Mandelburg repeated Jamie Reed’s claim that “The center literally prescribed a cancer drug as a puberty blocker for boys who wanted to be girls”; Erin Reed responded by pointing out that the drug in question, bicalutamide, “is also used to treat hair loss and excessive facial hair in cisgender females.”
Mandelburg also repeated Jamie Reed’s claim that “She encountered a situation where a mother convinced her daughter that she was trans when the child’s father protested, the woman went to court in a custody battle over the 11-year-old after . A doctor at the center sided with the mother and so did the court.” Erin Reed responded that “Jamie is upset that the doctors testified on a patient’s behalf that the best medical practices were followed. An entire court case happened around this proceeding where a judge weighed all of the evidence and statements and came to a verdict. We are supposed to put all of that aside because of a vendetta that Jamie has with her own place of employment.”

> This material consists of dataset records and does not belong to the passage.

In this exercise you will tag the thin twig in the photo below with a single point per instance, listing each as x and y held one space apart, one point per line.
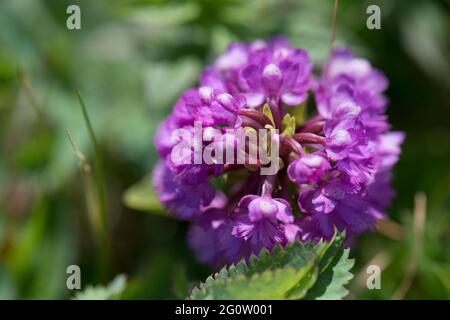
419 226
333 28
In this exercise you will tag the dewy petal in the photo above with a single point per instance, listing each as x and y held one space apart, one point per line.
291 231
293 99
252 74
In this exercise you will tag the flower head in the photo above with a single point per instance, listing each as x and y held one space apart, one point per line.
337 164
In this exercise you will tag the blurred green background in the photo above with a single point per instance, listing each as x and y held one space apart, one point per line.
130 61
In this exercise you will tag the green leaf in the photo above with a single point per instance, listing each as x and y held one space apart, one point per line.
142 197
110 292
334 271
297 271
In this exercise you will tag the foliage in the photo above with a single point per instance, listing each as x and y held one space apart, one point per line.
131 60
297 271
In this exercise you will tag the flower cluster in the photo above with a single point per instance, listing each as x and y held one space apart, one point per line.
334 168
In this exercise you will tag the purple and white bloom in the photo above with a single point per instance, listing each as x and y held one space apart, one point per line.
337 164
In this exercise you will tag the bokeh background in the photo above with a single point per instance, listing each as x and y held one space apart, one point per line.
130 61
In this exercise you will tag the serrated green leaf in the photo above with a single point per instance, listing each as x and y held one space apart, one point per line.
297 271
334 271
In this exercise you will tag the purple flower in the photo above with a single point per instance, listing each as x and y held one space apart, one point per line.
213 107
263 71
337 164
308 169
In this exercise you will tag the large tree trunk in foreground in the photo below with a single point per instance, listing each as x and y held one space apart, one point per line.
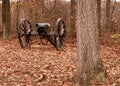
6 19
108 14
99 15
89 65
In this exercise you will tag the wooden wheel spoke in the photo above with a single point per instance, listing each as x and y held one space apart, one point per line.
24 31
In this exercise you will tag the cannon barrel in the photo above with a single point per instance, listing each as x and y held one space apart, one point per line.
42 28
43 25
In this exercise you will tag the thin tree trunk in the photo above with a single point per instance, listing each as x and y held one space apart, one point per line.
17 13
89 64
6 19
73 10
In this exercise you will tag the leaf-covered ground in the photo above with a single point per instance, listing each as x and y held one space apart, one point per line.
43 65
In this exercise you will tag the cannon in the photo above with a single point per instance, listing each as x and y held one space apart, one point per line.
56 37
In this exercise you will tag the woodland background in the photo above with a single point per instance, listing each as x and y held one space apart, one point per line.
43 65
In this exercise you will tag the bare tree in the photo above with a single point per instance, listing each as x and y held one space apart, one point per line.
6 19
89 64
108 19
73 10
99 15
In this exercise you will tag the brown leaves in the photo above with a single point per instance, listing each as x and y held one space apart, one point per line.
42 65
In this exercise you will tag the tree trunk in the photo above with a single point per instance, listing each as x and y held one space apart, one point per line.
73 10
6 19
99 15
108 18
89 66
17 13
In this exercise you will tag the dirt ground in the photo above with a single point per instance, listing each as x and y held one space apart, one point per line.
43 65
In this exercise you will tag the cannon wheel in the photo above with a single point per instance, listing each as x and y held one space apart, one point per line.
60 34
24 33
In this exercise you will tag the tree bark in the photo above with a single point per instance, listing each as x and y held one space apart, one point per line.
6 19
108 18
73 10
89 66
99 15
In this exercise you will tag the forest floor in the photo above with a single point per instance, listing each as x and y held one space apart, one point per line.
43 65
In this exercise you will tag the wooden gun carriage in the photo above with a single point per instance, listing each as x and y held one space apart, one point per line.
56 37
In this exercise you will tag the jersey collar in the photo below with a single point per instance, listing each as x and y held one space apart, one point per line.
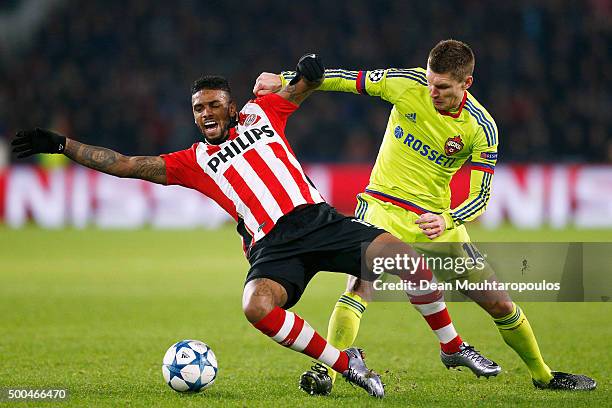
456 114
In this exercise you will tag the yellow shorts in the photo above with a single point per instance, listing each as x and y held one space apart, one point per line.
400 222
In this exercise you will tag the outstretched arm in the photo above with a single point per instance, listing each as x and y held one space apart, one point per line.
309 75
150 168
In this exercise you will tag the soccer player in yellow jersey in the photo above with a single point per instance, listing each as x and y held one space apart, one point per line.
435 126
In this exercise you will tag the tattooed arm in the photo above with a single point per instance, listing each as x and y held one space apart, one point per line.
150 168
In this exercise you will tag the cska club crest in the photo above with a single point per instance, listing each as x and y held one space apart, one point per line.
248 120
453 145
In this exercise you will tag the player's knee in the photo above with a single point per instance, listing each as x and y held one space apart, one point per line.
359 287
499 308
256 308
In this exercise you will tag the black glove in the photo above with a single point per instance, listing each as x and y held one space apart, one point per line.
32 141
310 67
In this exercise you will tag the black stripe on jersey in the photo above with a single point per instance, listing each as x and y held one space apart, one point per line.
409 76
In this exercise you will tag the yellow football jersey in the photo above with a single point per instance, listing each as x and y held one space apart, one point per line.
422 147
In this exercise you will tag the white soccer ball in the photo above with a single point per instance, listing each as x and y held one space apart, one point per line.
189 365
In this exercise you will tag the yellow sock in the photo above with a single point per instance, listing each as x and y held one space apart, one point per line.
344 323
517 333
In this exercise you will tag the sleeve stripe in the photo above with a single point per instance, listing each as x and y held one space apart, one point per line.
361 83
477 203
407 75
410 71
337 70
486 124
483 167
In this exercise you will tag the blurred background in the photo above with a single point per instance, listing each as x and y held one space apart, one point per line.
117 73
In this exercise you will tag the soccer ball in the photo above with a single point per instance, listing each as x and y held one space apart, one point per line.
189 365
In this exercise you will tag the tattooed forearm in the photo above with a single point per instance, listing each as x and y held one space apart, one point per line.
299 91
151 168
97 158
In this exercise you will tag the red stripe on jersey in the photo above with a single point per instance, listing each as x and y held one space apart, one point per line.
249 198
315 346
438 320
425 299
271 324
482 168
295 172
270 180
182 169
298 324
452 346
341 365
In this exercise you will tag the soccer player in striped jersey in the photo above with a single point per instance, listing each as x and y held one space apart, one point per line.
435 126
289 233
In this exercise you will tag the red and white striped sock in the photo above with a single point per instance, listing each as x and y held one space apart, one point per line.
290 330
438 318
431 305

Even the parents of children who attended the clinic have debunked Jamie Reed’s claims.
Mandelburg concluded by claiming: “At the end of the op-ed, Reed pointed out that this isn’t a political matter. This shouldn’t be a divisive issue. This deals with the safety of our children and shouldn’t result in culture wars.” In fact, as Erin Reed pointed out, Jamie’s testimony was withheld in order to have maximum impact on anti-trans bills in the Missouri legislature, meaning that Jamie is totally cool with playing politics with this issue — just as Mandelburg is.
Mandelburg has not updated her post to reflect how Jamie Reed’s claims have been discredited, nor has she written a new one retracting her earlier post. Remember, narratives are more important than facts.